Nissan takes intelligent transport system to the streets

Nissan Motor Co. is to run a large-scale test of an intelligent transport system (ITS) that integrates cellular communications with vehicle telematics to help prevent pedestrian-related accidents.

The pilot project will be conducted in Atsugi, Japan, for a two-month period from November 1 to December 27, in collaboration with NTT DoCoMo, the country's largest mobile network operator.

Nissan says it will be the first experiment on this scale, involving 500 pedestrians and 200 drivers.

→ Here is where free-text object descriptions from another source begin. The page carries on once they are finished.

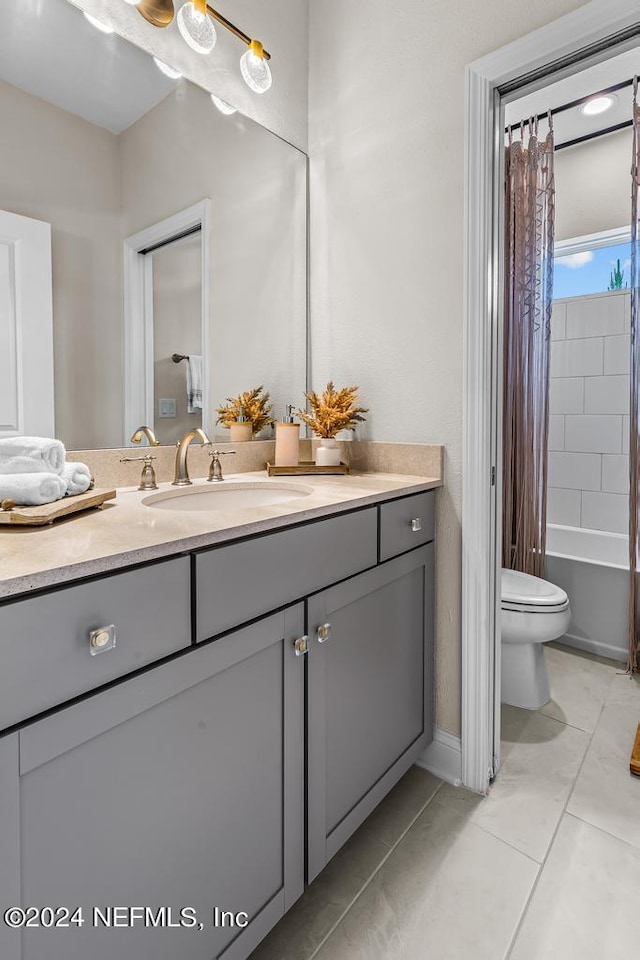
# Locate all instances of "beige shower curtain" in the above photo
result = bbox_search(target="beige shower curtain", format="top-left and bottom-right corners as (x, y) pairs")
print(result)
(502, 120), (555, 577)
(629, 79), (640, 673)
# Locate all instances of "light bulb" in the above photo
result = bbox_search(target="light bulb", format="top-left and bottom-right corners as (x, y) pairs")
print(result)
(211, 95), (237, 116)
(153, 57), (183, 79)
(83, 12), (115, 34)
(581, 95), (616, 117)
(177, 2), (217, 55)
(240, 40), (272, 94)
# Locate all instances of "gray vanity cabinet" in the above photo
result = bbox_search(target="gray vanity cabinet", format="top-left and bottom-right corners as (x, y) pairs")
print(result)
(1, 605), (305, 960)
(307, 544), (434, 881)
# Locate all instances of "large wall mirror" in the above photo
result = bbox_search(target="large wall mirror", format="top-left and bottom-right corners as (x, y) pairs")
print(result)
(0, 0), (307, 449)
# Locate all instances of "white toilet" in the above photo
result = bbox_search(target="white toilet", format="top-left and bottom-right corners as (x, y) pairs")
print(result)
(501, 569), (571, 710)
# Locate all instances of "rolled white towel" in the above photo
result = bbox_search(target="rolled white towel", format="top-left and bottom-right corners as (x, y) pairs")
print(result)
(0, 473), (67, 506)
(0, 437), (66, 475)
(61, 461), (92, 497)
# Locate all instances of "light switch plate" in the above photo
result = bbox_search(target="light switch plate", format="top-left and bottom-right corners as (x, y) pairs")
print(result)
(159, 398), (177, 418)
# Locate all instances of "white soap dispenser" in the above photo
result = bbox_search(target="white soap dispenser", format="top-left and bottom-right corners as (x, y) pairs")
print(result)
(274, 405), (300, 467)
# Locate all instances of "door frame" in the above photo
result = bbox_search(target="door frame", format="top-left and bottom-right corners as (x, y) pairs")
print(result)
(123, 199), (211, 445)
(462, 0), (640, 794)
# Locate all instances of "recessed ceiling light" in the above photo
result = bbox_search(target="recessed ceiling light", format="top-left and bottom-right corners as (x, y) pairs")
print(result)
(581, 94), (616, 117)
(83, 12), (115, 34)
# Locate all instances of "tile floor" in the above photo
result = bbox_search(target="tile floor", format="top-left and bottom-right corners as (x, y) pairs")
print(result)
(251, 642), (640, 960)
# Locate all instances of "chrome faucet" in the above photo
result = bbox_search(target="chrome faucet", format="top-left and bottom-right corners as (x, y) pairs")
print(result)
(173, 429), (211, 486)
(130, 425), (160, 446)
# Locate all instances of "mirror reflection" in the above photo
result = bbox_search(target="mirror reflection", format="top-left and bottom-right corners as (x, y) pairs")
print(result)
(0, 0), (307, 449)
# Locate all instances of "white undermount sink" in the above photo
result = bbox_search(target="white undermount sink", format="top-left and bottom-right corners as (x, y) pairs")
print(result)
(142, 481), (313, 513)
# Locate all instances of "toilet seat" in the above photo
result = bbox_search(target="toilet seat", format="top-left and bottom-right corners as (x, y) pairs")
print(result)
(501, 569), (568, 612)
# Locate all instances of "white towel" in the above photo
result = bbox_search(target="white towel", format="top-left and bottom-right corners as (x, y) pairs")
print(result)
(61, 461), (92, 496)
(186, 356), (203, 413)
(0, 437), (66, 475)
(0, 473), (67, 506)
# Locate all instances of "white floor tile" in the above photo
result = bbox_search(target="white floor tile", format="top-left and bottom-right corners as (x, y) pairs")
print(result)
(568, 691), (640, 851)
(468, 707), (589, 862)
(509, 815), (640, 960)
(539, 643), (616, 732)
(313, 785), (538, 960)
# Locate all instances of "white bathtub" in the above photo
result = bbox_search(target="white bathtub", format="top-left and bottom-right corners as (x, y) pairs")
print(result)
(545, 524), (629, 663)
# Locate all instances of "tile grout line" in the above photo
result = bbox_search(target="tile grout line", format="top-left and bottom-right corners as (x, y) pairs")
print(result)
(305, 779), (446, 960)
(503, 682), (610, 960)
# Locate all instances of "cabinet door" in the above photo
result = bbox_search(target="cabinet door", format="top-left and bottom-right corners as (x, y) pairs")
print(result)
(13, 605), (305, 960)
(307, 546), (433, 881)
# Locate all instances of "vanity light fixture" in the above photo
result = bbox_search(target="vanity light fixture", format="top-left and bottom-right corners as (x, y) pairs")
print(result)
(211, 94), (237, 116)
(581, 94), (616, 117)
(83, 12), (115, 34)
(153, 56), (183, 79)
(132, 0), (273, 93)
(177, 0), (217, 55)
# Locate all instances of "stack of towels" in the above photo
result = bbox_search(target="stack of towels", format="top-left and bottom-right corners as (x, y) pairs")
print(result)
(0, 437), (92, 507)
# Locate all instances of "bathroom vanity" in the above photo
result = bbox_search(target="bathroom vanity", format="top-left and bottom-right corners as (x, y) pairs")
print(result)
(0, 473), (438, 960)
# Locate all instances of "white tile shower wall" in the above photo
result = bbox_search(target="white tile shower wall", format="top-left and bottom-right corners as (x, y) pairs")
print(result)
(548, 291), (630, 534)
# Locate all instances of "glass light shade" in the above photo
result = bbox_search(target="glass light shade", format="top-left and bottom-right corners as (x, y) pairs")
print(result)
(240, 43), (272, 94)
(122, 0), (140, 5)
(211, 95), (237, 116)
(177, 2), (217, 55)
(581, 95), (616, 117)
(153, 57), (183, 79)
(83, 12), (115, 34)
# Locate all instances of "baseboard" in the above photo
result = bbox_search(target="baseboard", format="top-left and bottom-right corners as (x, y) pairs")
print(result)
(416, 728), (462, 786)
(559, 632), (626, 664)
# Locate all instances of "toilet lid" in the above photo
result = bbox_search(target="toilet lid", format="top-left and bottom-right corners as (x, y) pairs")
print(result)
(501, 569), (568, 607)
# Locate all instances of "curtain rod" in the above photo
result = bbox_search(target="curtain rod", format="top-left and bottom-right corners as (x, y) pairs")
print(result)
(505, 76), (635, 133)
(555, 118), (632, 151)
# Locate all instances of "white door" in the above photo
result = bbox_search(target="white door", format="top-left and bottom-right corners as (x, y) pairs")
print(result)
(0, 210), (54, 438)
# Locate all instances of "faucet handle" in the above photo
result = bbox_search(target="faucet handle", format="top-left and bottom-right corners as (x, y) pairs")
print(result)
(120, 455), (158, 492)
(207, 450), (236, 483)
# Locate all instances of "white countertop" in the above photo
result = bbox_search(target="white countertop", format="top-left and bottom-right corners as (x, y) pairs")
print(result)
(0, 471), (442, 599)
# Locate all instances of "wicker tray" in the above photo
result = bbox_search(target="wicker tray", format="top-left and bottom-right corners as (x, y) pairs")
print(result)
(0, 488), (116, 526)
(266, 461), (350, 477)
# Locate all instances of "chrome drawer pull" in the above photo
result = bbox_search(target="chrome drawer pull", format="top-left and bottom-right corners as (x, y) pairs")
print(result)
(317, 623), (331, 644)
(410, 518), (422, 532)
(293, 635), (309, 657)
(89, 624), (116, 656)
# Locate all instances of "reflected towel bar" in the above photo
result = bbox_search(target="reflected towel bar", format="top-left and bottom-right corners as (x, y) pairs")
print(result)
(172, 354), (189, 363)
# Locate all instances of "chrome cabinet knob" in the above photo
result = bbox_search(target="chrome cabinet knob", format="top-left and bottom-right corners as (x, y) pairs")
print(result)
(317, 623), (331, 644)
(89, 624), (116, 655)
(410, 518), (422, 532)
(293, 635), (309, 657)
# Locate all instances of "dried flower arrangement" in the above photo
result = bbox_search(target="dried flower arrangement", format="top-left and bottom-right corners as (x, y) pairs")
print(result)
(217, 386), (273, 435)
(298, 382), (368, 439)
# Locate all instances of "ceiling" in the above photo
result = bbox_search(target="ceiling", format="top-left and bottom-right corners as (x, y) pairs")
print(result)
(504, 45), (640, 148)
(0, 0), (176, 134)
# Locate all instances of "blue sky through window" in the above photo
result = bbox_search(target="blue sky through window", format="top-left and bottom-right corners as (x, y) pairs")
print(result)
(553, 242), (630, 299)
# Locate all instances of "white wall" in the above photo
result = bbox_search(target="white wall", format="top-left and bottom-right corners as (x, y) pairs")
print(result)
(69, 0), (309, 152)
(555, 128), (633, 241)
(308, 0), (585, 737)
(548, 291), (630, 534)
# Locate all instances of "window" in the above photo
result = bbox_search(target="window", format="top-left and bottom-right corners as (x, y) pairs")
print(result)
(553, 228), (631, 299)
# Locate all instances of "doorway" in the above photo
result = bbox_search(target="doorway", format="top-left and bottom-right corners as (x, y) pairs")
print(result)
(462, 1), (640, 794)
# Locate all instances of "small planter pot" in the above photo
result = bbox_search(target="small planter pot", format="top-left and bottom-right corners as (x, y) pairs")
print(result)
(315, 438), (341, 466)
(229, 422), (253, 443)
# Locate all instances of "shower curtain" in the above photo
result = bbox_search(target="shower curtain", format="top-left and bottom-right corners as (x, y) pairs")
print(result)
(629, 79), (640, 673)
(502, 119), (555, 577)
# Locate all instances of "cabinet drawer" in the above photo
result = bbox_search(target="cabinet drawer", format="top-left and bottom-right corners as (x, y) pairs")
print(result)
(379, 491), (435, 561)
(196, 508), (377, 641)
(0, 557), (191, 731)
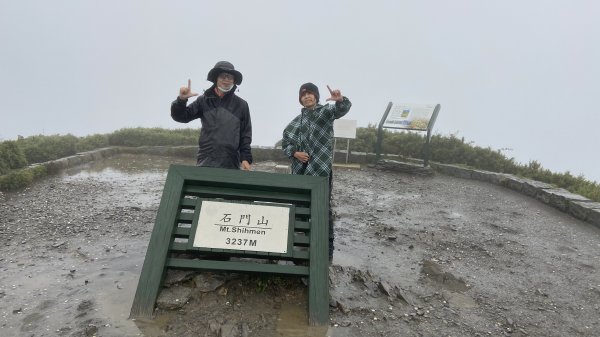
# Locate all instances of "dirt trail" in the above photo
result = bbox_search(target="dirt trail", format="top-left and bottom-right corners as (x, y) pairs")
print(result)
(1, 154), (599, 337)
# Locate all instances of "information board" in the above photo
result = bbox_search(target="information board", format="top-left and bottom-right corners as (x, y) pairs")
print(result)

Participants will use a special cellphone that is compatible with the Nissan navigation system in the test vehicles, and will simply go about their regular daily routines, commuting within the neighbourhood.

Nissan first began the basic test of the system in April 2007. By conducting a large-scaled community-based trial with real-world data-tracking, the company is moving beyond the initial basic testing towards a commercially-viable system.

The way the system works is that when a vehicle is approaching a residential city area where many blind intersections exist, the driver can be alerted of a pedestrian hidden around the corner, by voice message and screen display via the navigation system. This is possible as the information server detects GPS data transmitted from the pedestrian's cellphone and sends it to the vehicle navigation system, which then triggers the alert. The system assists the driver to take precautionary measures and drive more carefully, which can help to reduce pedestrian-vehicle collisions.

The pilot aims to achieve two objectives: to verify the effectiveness of the system in changing driver behaviour and to optimise the data-processing logic.